On the matter of whether the defendants had a responsibility to move the claim forward themselves, it was relevant that the defendants were unrepresented during the 14 years of inactivity and, as such, could not be expected to have understood the nuances of a party's procedural duty not to "let sleeping dogs lie". Importantly, the last step in the action had been for the bank to apply for final judgment and it was unreasonable to expect the defendants (as laypeople) to have prompted the bank to do this.


Delays do, of course, occur and the courts in Hong Kong will endeavour to ensure that plaintiffs are not unreasonably deprived of the opportunity to pursue their claims. That said, there are clearly limits to what the courts will tolerate. This was a case in which a plaintiff, after doing nothing to progress its claim for over 14 years, one day decided to resurrect the proceedings.

Even though delay (of itself) may not justify strike-out for abuse of process, on a fair reading of the judgment, the period of 14 years' delay was crucial to the judge's decision. If delay of this duration does not amount to abuse of process, it is difficult to see what might.

Dismissal of stale claims is fact dependent and the issue is not one of delay alone, but whether there has been – and the extent of any – abuse of process. Defendants can take some comfort from the court's application of the principles set out in Wing Fai in this case.

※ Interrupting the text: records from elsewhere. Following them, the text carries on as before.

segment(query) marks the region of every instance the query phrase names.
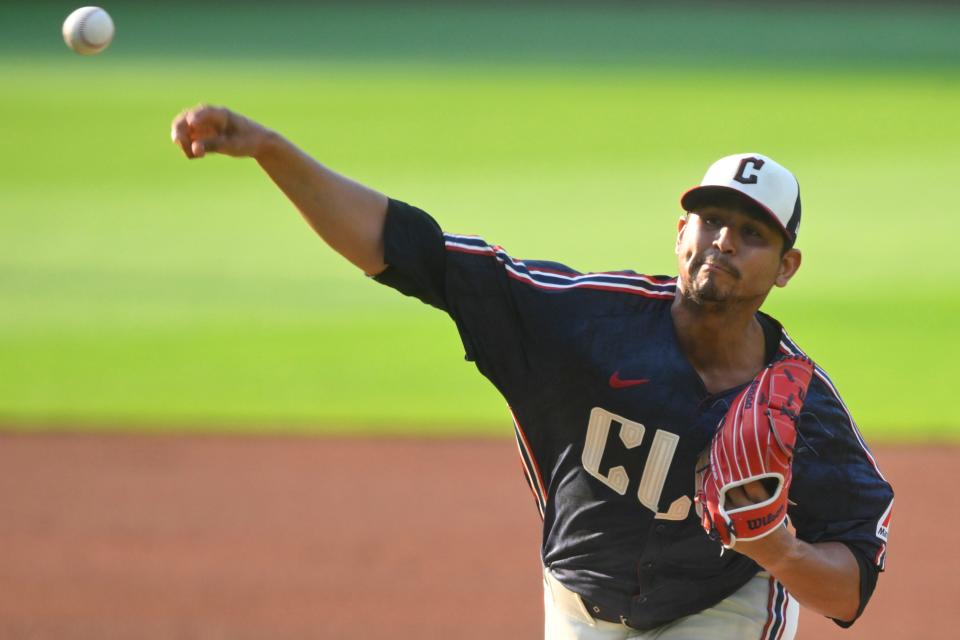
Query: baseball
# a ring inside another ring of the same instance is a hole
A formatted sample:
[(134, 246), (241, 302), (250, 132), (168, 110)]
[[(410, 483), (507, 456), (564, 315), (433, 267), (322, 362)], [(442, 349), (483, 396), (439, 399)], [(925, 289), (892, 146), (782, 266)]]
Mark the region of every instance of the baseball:
[(63, 21), (63, 40), (80, 55), (100, 53), (113, 40), (113, 20), (100, 7), (80, 7)]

The outcome in the case illustrates a robust approach – one which acknowledges that the test for strike-out based on abuse of process (post-Wing Fai) is ultimately an exercise of the court's discretion.(5)

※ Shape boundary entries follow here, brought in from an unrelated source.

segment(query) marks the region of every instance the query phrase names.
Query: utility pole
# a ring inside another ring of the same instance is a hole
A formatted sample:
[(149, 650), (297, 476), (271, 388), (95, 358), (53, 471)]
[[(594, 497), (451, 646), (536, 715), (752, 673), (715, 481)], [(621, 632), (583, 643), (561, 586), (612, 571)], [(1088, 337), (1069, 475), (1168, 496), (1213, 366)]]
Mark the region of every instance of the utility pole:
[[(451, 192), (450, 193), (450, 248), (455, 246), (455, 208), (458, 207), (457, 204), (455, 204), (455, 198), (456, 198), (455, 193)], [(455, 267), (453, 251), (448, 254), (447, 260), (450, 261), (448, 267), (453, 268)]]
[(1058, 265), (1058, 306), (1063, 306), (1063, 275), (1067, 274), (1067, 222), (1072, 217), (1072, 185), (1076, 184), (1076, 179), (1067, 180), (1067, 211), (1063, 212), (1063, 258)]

That said, it would be remiss to place too much stock in this decision. A defendant that is legally represented is still expected to adopt a more proactive approach to case management – for example, by progressing the court proceedings as expeditiously as is reasonably practicable in the circumstances. It so happens that in this instance there was nothing really to case manage once the bank had been at liberty to apply for final judgment. More than 14 years later, the defendants' newly appointed lawyers appear to have picked up on this point to good effect.

For further information on this topic please contact Carmel Green or Antony Sassi at Smyth & Co in association with RPC by telephone (+852 2216 7000) or email ([email protected] or [email protected]). The RPC website can be accessed at www.rpc.co.uk.

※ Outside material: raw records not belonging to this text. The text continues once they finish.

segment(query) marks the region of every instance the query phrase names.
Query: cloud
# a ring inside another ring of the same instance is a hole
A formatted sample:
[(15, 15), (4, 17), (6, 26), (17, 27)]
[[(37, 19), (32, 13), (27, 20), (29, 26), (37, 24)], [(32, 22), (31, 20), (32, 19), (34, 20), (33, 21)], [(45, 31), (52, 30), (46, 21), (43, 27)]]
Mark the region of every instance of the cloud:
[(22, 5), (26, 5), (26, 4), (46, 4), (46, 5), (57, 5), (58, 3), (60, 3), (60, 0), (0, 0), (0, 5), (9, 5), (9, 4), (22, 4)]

(1) [2016] HKEC 1877, August 31 2016. The bank has lodged an appeal to the Court of Appeal, likely to be heard in 2017.

(2) (2011) 14 HKCFAR 935. For further details please see "Striking out dormant claims".

(3) One month's notice of intention to proceed after one year's delay is required, pursuant to the Rules of the High Court Order 3, Rule 6.

(4) Section 4(4) of the Limitation Ordinance (Cap 347).

(5) For example, see judgment in Wong Chong Kwai Yin v Tsang Hau Ling [2016] HKEC 1950, August 18 2016. An unsuccessful application to strike out for abuse of process (the relevant delay being two separate periods of approximately 30 months and 22 months).